1 By proving that an employer has been cited several times for the same hazardous condition, it can be inferred that the employer had notice that his or her employees were violating a particular standard and had he or she made a reasonable effort to inspect his or her worksite the employer would have known of the hazardous condition.

2 By proving that an employee had warned the employer of the existence of a hazardous condition, we can infer that the employer knew or should have known of the hazardous condition, had he or she exercised reasonable diligence, by investigating the employee's complaint.

3 By proving that an employer inspects his worksite daily, that he or she inspected the work place on the date in question, and that the hazardous condition existed and was readily detectable on that day.

In summary, constructive knowledge can be established by proving that the situation existed for a reasonable amount of time so that the employer either knew of its existence or should have known had he or she made a reasonable inspection of the work place.

2.  Other-than-Serious Violations.
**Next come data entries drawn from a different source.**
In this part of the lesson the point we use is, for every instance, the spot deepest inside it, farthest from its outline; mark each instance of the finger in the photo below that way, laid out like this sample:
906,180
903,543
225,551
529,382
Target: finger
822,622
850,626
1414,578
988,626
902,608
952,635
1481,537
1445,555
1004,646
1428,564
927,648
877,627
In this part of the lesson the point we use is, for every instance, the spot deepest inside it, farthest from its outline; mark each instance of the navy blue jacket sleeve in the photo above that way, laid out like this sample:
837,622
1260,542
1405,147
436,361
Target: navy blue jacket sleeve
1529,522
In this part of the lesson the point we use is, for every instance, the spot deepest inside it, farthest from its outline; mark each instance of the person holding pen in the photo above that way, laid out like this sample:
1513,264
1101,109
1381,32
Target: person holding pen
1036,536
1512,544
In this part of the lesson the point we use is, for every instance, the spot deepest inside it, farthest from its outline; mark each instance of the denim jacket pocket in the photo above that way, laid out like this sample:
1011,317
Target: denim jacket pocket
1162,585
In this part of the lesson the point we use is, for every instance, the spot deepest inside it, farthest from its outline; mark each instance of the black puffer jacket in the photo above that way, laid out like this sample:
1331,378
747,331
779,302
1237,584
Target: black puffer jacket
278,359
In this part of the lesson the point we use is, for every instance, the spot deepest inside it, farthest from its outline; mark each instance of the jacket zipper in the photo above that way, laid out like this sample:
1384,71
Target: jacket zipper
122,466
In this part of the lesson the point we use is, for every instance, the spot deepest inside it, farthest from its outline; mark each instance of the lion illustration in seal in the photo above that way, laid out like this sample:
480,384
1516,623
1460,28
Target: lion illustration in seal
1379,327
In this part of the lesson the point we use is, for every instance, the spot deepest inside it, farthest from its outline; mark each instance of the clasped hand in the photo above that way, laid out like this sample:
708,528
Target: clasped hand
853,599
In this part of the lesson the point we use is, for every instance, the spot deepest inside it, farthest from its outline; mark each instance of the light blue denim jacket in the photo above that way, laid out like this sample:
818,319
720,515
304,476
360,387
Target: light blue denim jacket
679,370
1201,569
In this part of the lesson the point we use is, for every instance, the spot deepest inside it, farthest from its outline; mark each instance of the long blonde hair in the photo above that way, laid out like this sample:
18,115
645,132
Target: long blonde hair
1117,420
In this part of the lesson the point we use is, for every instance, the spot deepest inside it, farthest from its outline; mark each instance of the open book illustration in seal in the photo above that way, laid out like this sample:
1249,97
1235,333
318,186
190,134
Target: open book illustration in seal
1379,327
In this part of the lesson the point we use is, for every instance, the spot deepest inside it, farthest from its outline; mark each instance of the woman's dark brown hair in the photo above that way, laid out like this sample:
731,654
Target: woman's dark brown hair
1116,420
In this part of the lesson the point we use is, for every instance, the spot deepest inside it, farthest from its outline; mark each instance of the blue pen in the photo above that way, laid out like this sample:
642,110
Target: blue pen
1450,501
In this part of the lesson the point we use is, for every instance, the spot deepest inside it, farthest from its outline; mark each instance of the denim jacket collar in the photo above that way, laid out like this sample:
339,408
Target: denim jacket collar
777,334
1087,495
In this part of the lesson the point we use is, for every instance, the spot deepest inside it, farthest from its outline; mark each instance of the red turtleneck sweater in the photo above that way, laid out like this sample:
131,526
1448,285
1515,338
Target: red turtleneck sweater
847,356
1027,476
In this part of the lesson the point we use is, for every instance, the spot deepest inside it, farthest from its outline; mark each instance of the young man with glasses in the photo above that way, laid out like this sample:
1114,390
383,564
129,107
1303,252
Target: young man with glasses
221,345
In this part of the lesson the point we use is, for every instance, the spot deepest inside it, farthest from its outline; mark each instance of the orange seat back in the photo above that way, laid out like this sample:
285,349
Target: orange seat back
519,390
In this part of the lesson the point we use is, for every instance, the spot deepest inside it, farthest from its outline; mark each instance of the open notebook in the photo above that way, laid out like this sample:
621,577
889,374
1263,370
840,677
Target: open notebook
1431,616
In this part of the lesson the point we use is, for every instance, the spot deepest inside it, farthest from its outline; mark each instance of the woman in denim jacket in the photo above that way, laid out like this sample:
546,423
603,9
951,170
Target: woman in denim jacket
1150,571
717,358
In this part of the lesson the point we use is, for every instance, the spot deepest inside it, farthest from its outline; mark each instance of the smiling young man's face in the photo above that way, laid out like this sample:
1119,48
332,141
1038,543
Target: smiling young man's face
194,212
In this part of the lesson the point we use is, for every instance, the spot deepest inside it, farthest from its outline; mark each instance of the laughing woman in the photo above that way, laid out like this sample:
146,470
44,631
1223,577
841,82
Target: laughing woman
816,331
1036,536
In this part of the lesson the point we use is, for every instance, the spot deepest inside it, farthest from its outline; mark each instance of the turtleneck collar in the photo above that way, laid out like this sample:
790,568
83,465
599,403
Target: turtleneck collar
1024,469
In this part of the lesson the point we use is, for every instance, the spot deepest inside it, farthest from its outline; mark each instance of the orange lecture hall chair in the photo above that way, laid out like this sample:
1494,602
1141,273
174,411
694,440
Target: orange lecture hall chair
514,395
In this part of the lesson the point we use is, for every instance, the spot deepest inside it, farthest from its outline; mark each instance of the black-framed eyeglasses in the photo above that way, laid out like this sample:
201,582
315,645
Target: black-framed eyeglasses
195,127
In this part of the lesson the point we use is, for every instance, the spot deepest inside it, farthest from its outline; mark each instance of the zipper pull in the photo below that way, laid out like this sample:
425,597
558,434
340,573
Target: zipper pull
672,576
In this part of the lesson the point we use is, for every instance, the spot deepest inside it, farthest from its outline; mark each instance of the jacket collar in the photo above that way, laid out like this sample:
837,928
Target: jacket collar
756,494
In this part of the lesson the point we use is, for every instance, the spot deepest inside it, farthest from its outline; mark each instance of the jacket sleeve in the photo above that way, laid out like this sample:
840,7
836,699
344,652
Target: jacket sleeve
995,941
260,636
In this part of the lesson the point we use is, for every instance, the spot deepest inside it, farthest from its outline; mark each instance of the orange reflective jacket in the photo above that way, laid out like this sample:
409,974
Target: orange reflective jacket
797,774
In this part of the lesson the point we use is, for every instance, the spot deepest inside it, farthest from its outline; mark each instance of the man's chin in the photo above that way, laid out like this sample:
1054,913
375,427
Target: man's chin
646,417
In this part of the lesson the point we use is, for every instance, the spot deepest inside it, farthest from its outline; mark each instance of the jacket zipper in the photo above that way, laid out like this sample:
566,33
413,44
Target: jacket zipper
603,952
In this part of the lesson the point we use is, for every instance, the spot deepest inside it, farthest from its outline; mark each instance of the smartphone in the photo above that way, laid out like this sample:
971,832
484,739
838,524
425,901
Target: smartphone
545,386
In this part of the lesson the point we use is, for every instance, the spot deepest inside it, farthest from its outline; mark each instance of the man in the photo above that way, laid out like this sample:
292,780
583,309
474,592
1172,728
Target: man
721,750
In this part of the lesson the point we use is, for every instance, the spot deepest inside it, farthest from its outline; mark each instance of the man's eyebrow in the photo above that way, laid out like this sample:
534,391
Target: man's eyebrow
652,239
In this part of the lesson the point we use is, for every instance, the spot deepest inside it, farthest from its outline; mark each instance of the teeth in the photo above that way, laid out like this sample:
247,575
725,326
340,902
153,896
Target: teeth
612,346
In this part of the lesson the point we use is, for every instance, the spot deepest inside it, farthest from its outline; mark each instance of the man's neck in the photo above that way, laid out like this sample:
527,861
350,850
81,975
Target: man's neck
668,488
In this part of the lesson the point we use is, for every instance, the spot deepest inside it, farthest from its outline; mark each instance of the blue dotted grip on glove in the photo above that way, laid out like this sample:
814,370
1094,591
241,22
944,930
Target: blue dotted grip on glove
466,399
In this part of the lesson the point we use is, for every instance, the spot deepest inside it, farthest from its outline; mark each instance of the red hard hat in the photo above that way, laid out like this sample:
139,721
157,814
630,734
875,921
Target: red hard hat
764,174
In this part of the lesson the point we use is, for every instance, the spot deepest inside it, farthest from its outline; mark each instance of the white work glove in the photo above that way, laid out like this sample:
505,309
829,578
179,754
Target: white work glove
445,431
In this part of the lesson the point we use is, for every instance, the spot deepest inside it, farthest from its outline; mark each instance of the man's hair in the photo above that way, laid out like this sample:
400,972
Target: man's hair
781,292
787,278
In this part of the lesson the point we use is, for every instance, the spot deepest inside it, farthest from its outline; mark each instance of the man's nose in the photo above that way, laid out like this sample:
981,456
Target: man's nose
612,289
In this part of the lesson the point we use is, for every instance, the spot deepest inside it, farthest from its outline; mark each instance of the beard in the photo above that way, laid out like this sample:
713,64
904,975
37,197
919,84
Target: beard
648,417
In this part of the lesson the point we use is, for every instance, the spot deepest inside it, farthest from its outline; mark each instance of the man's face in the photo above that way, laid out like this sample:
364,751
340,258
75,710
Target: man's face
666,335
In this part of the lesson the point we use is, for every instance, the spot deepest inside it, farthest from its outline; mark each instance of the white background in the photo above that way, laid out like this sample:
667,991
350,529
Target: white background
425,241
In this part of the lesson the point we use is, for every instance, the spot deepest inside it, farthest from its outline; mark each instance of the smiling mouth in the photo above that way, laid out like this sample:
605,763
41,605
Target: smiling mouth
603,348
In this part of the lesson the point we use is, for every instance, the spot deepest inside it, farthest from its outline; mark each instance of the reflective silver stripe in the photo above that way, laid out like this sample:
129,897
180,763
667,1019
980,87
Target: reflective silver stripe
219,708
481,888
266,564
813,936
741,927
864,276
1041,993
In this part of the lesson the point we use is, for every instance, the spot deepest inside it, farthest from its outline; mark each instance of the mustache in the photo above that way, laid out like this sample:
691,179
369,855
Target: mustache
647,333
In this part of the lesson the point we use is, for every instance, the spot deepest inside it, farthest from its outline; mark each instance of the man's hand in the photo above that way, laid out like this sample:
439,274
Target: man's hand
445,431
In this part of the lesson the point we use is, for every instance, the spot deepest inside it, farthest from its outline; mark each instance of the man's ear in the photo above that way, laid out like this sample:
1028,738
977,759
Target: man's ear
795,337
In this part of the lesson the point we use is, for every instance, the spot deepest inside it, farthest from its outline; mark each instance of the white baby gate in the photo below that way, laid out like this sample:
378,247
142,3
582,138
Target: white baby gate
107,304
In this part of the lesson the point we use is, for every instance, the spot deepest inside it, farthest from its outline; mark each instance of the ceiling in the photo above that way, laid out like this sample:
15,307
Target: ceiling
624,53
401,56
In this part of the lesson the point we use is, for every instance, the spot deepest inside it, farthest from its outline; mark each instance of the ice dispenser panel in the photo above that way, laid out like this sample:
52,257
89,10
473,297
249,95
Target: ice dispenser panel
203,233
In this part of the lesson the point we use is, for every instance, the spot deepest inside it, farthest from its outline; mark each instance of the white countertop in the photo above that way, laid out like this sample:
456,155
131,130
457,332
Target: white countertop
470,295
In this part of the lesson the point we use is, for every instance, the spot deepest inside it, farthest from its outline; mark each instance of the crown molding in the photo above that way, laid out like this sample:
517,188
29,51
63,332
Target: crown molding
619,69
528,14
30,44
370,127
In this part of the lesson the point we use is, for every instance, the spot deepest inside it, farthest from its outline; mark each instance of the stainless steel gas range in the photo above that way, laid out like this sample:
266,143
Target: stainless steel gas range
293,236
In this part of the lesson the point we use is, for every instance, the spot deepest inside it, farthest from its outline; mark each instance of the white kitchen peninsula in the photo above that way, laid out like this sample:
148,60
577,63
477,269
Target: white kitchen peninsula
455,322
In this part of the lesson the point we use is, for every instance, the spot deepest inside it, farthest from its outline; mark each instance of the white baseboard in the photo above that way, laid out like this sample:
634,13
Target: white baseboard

This type of violation shall be cited in situations where an accident or illness results from a hazardous condition that would probably not cause death or serious physical harm but would have a direct and immediate relationship to the safety and health of employees.

3.  Willful Violations. The following definitions and procedures apply whenever the CO/IH suspects that a willful violation may exist:

(a)  A willful violation exists under the Act where the evidence shows either an intentional violation of the Act or plain indifference to its requirements.

(1)  The employer committed an intentional and knowing violation if:

(a)  An employer representative was aware of the requirements of the Act, or the existence of an applicable standard or regulation, and was also aware of a condition or practice in violation of those requirements.

(b)  An employer representative was not aware of the requirements of the Act or standards, but was aware of a comparable legal requirement (e.g., state or local law) and was also aware of a condition or practice in violation of the requirements.

(2)  The employer committed a violation with plain indifference to the law where:

(a)  Higher management officials were aware of a MOSH requirement applicable to the company's business but made little or no effort to communicate the requirement to lower level supervisors and employees.

(b)  Company officials were aware of a continuing compliance problem but made little or no effort to avoid violations.

EXAMPLE: Repeated issuance of citations addressing the same or similar conditions.

(c)  An employer representative was not aware of any legal requirement, but was aware that a condition or practice was hazardous to the safety or health of employees and made little or no effort to determine the extent of the problem or to take the corrective action. Knowledge of a hazard may be gained from such means as insurance company reports, safety committee or other internal reports, the occurrence of illnesses or injuries, media coverage, or, in some cases, complaints of employees or their representatives.

(d)  Finally, in particularly flagrant situations, willfulness can be found despite lack of knowledge of either a legal requirement or the existence of a hazard if the circumstances show that the employer would have placed no importance on such knowledge even if it had had it.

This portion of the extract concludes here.